Writing for the End

This week, Writerly Life’s Tip Tuesday suggests how the ending can push your writing forward through a rough middle slog:

“Don’t think about the middle or all the small wearying intervening scenes you have to write. Instead, allow yourself to picture the very ending. Get a clear image of the last scene, the final message you want to send; if you can, try to picture even the final image. Where is your character? What has been accomplished? Who is your character with? Who is he or she thinking of in his or her last thought?”

Just like picturing the finish line during a race or imagining a new, unpacked apartment while you’re surrounded by boxes and chaos (guess what I’m doing this week), imagining the end of your book while you’re in the middle can be a big boost.
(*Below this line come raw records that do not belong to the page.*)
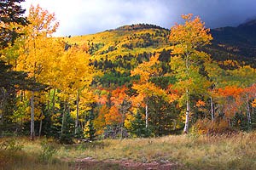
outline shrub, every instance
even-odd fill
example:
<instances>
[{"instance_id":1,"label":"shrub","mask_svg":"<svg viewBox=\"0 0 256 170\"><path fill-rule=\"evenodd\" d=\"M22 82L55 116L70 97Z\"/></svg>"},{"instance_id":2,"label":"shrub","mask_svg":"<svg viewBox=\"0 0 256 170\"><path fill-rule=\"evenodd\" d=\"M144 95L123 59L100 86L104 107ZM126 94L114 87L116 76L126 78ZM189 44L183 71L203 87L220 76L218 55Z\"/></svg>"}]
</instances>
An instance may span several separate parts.
<instances>
[{"instance_id":1,"label":"shrub","mask_svg":"<svg viewBox=\"0 0 256 170\"><path fill-rule=\"evenodd\" d=\"M54 154L57 152L56 147L53 143L49 143L47 140L43 140L41 142L42 151L39 155L40 162L49 162L52 159Z\"/></svg>"},{"instance_id":2,"label":"shrub","mask_svg":"<svg viewBox=\"0 0 256 170\"><path fill-rule=\"evenodd\" d=\"M193 126L194 130L196 130L199 134L230 134L236 131L232 128L229 122L225 120L212 122L208 119L198 120Z\"/></svg>"}]
</instances>

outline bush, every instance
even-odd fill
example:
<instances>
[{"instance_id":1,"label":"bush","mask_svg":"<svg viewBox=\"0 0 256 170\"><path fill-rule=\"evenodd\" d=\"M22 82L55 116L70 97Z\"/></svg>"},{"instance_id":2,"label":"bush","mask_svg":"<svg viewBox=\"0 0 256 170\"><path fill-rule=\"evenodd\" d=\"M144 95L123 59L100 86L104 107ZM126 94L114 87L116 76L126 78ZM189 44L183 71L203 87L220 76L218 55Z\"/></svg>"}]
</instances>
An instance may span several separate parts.
<instances>
[{"instance_id":1,"label":"bush","mask_svg":"<svg viewBox=\"0 0 256 170\"><path fill-rule=\"evenodd\" d=\"M198 120L192 128L194 131L197 131L199 134L207 135L230 134L236 133L236 131L232 128L229 125L229 122L225 120L220 120L218 122L212 122L208 119Z\"/></svg>"},{"instance_id":2,"label":"bush","mask_svg":"<svg viewBox=\"0 0 256 170\"><path fill-rule=\"evenodd\" d=\"M0 144L0 150L7 150L11 151L21 150L24 147L23 144L20 144L16 141L15 139L9 139Z\"/></svg>"},{"instance_id":3,"label":"bush","mask_svg":"<svg viewBox=\"0 0 256 170\"><path fill-rule=\"evenodd\" d=\"M43 140L41 142L41 148L42 151L39 155L40 162L50 161L54 154L57 152L57 149L53 143L49 143L47 140Z\"/></svg>"}]
</instances>

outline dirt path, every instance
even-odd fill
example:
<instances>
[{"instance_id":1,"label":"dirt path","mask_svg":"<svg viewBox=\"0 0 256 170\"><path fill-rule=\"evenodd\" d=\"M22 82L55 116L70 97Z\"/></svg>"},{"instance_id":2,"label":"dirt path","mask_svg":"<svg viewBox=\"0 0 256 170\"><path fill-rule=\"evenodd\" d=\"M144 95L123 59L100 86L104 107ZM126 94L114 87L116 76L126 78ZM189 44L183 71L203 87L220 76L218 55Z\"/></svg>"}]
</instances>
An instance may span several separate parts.
<instances>
[{"instance_id":1,"label":"dirt path","mask_svg":"<svg viewBox=\"0 0 256 170\"><path fill-rule=\"evenodd\" d=\"M96 161L90 157L78 159L72 166L73 170L99 169L99 170L170 170L177 169L178 166L171 162L142 163L132 161Z\"/></svg>"}]
</instances>

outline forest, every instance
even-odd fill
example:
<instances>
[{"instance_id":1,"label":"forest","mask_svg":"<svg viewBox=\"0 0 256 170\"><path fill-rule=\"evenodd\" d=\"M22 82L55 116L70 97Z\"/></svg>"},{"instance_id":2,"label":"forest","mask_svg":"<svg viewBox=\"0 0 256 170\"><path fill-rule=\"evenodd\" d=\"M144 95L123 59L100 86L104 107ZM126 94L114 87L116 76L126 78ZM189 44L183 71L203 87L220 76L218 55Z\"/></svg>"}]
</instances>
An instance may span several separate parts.
<instances>
[{"instance_id":1,"label":"forest","mask_svg":"<svg viewBox=\"0 0 256 170\"><path fill-rule=\"evenodd\" d=\"M171 30L55 37L55 14L38 5L23 17L20 2L0 1L1 138L72 144L256 128L255 55L217 43L198 16Z\"/></svg>"}]
</instances>

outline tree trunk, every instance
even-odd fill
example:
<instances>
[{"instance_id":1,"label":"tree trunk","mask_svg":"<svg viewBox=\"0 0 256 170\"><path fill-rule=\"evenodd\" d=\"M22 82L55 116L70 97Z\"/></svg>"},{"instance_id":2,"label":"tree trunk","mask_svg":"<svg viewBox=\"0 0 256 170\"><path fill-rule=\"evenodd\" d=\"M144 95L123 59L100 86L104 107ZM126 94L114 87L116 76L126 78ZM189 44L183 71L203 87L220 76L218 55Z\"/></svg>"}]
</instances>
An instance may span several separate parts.
<instances>
[{"instance_id":1,"label":"tree trunk","mask_svg":"<svg viewBox=\"0 0 256 170\"><path fill-rule=\"evenodd\" d=\"M79 130L79 89L78 89L78 94L77 94L77 117L75 122L75 134L78 133L78 130Z\"/></svg>"},{"instance_id":2,"label":"tree trunk","mask_svg":"<svg viewBox=\"0 0 256 170\"><path fill-rule=\"evenodd\" d=\"M184 133L189 133L189 111L190 111L190 107L189 107L189 90L186 90L187 92L187 109L186 109L186 121L185 121L185 127L184 127Z\"/></svg>"},{"instance_id":3,"label":"tree trunk","mask_svg":"<svg viewBox=\"0 0 256 170\"><path fill-rule=\"evenodd\" d=\"M30 126L30 139L34 140L35 139L35 122L34 122L34 116L35 116L35 106L34 106L34 92L32 92L31 97L31 126Z\"/></svg>"},{"instance_id":4,"label":"tree trunk","mask_svg":"<svg viewBox=\"0 0 256 170\"><path fill-rule=\"evenodd\" d=\"M63 134L63 132L64 132L64 123L66 122L66 110L67 110L67 104L66 104L66 102L64 102L64 110L63 110L63 114L62 114L61 136Z\"/></svg>"},{"instance_id":5,"label":"tree trunk","mask_svg":"<svg viewBox=\"0 0 256 170\"><path fill-rule=\"evenodd\" d=\"M146 128L148 127L148 105L146 105Z\"/></svg>"},{"instance_id":6,"label":"tree trunk","mask_svg":"<svg viewBox=\"0 0 256 170\"><path fill-rule=\"evenodd\" d=\"M252 120L251 120L250 105L249 105L249 99L247 94L247 115L248 129L250 129Z\"/></svg>"},{"instance_id":7,"label":"tree trunk","mask_svg":"<svg viewBox=\"0 0 256 170\"><path fill-rule=\"evenodd\" d=\"M41 132L42 132L42 125L43 125L43 110L41 110L41 115L40 115L40 125L39 125L39 138L41 137Z\"/></svg>"},{"instance_id":8,"label":"tree trunk","mask_svg":"<svg viewBox=\"0 0 256 170\"><path fill-rule=\"evenodd\" d=\"M53 116L55 114L55 94L56 94L56 90L54 89L53 94L52 94L52 108L51 108L51 115Z\"/></svg>"},{"instance_id":9,"label":"tree trunk","mask_svg":"<svg viewBox=\"0 0 256 170\"><path fill-rule=\"evenodd\" d=\"M213 103L212 103L212 98L210 97L211 99L211 115L212 115L212 121L214 122L214 110L213 110Z\"/></svg>"}]
</instances>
You want to make it to the end. You want to be in that last moment when your readers think “Oh my gosh, best book ever!”

Still, I think it’s okay to be imagining your ending while you’re in the middle and still allow the ending to change once you get there. I had an image in mind for the end of Queen of the Air that didn’t get used at all, but the vibe was still the same. Sometimes stories take you in a different direction than you expected. Heck, even JK Rowling changed her ending slightly after she told the world that the last word of the Harry Potter series would be “scar.” If Rowling can do it, so can you.

One thought on “Writing for the End

  1. Dennis Langley says:

    I agree that having a plan for the ending is a good idea and can help with some of the middle sections. The first two scenes I wrote for my novel were the opening and the climax. Whenever, I get stuck with where the story is going, I read through the ending and see if it still fits. If not, I make changes to one or the other.